Wednesday, March 6, 2013

There Are No Mortals

"Nations, cultures, arts, civilizations--these are mortal, and their life is to ours as the life of a gnat. But it is immortals whom we joke with, work with, marry, snub, and exploit--immortal horrors or everlasting splendors." (C.S. Lewis, The Weight of Glory)



Imagine that the narrative of Genesis were true, and that the people we see around us everyday were really intended to be like God -- brilliant, different, intelligent, and beautiful -- not the stressed out, crude, ordinary beings we think we're surrounded by. 

I'm looking at this woman across from me at Burlap and Bean. Short dark hair, black workout jacket, seems to be typing something important into her computer. Is she really a fallen goddess? I wonder if she knows? I've been raised to think that she's just an animal, an intelligent animal at best.

Are we animals or are we little gods? If she was in line to get coffee in front of me, would I play survival of the fittest to get what I want (at the moment being coffee), or would I smile widely and honor her the way I would royalty, the way I would immortality. 

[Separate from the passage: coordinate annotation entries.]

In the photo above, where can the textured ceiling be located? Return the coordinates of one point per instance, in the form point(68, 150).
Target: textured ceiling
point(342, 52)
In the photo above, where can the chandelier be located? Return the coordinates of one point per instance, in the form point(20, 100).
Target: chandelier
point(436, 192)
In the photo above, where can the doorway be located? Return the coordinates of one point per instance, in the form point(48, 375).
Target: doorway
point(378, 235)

"It is a serious thing to live in a society of possible gods and goddesses, to remember that the dullest and most uninteresting person you can talk to may one day be a creature which, if you saw it now, you would be strongly tempted to worship, or else a horror and a corruption such as you now meet, if at all, only in a nightmare. All day long we are, in some degree, helping each other to one or other of these destinations."

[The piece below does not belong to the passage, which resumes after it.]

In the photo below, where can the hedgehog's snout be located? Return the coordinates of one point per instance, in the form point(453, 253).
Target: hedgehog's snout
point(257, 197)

We may not realize it, but every day we carry the weight of our neighbor's glory.

Have you ever had someone carry yours for you? My sister recently gave me a present she had gotten while she was visiting Oxford. It's a short story by modern artist Yoko Ono titled "The Invisible Flower." I opened to the first page and started reading about a young girl who sees a rose in a field where the conditions are too cold for them to grow. She runs to get a closer look, but when she finally gets there, she can't find it. She looks everywhere, wondering if what she saw was real. When I finished reading, eyes watering, my sister looked deeply into them and said, "Yes. You did see it. The dreams that you once saw haven't stopped existing just because you've forgotten them. Keep going." 

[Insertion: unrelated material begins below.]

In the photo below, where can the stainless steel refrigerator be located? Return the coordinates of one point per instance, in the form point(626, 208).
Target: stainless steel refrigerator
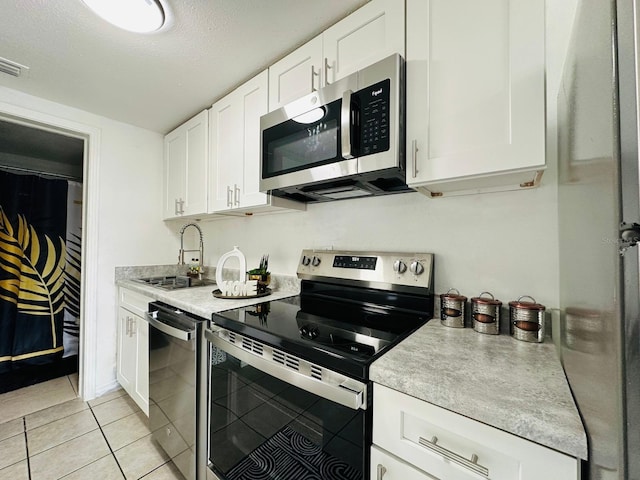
point(598, 202)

That day, my sister saw me in my current state, with all my half written endeavors, scatterbrained forgetfulness, and invisible flowers, and she brought me closer to glory. I would be lost without the people in my life who see with eyes like this, and who treat others with the dignity they were created for, not necessarily the dignity they deserve.

On this point, I couldn't agree with C.S. Lewis more. "Next to the Blessed Sacrament itself, your neighbor is the holiest object presented to your senses."